I hate to down-rate this book, because it is very well researched and well written, but I just wasn’t able to be as excited about this as I have been with Edward Tufte’s books, to which this one is compared by one of the blurb writers. Part of the problem is that this book deals solely with visual representations of networks - an interesting genre, I’m sure, but one that stands more in the realm or art than science unless you drill down pretty far into the details of the network analysis and the techniques used to produce the visualization.
Lima does at one point present a ‘syntax’ of network representations - interesting, I suppose, but presented too superficially to be of actual use to the would-be practitioner.
By the latter part of the book I was just flipping pages, eager to get to the end, hoping to see something that would engage my attention. Didn’t happen.

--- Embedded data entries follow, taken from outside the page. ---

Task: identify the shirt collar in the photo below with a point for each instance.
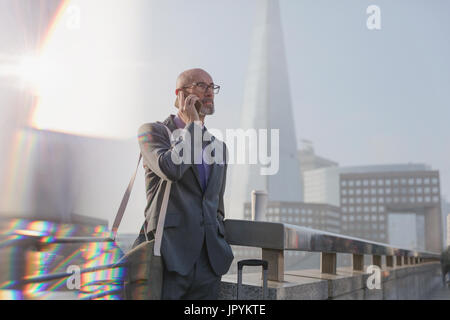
(180, 123)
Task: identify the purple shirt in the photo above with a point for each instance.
(203, 168)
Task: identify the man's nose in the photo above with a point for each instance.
(209, 92)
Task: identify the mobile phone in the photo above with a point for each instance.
(197, 104)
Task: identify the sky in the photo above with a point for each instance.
(363, 97)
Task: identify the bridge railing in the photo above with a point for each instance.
(275, 238)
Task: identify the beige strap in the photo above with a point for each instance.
(123, 204)
(162, 214)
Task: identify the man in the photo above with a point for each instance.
(194, 249)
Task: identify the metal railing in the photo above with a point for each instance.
(275, 238)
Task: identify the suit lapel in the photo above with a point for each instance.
(172, 126)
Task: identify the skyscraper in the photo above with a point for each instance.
(267, 105)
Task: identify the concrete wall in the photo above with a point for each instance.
(399, 283)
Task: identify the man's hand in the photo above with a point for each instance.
(187, 112)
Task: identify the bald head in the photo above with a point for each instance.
(188, 77)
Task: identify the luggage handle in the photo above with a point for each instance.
(253, 263)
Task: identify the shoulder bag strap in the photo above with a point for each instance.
(162, 214)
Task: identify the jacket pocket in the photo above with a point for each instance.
(172, 220)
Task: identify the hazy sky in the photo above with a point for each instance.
(363, 97)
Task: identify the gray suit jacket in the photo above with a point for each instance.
(193, 215)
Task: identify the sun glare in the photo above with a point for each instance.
(84, 75)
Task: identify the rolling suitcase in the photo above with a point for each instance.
(253, 263)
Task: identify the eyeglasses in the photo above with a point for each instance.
(204, 87)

Update: after reading the other reviews of this book on goodreads, I want to add that, like them, I did not get any deeper knowledge or insight into the underlying data by looking at the visualizations. Contrast that with the graphics, and the approach to visualization, offered by Tufte, and you can understand my disappointment with this book. Tufte generally shows before and after representations of data, and has clear, consistent principles on which to evaluate or create a visualization. The foremost principle is that of conveying as much information as possible; aesthetics are important, but secondary, and artistic merit barely deserves consideration. But what are we to make of a network graph that allegedly represents millions of nodes and tens of millions of connections? Where is the information content? How does such a graph (represented visually) advance our understanding? I would claim that in nearly all cases, it does not.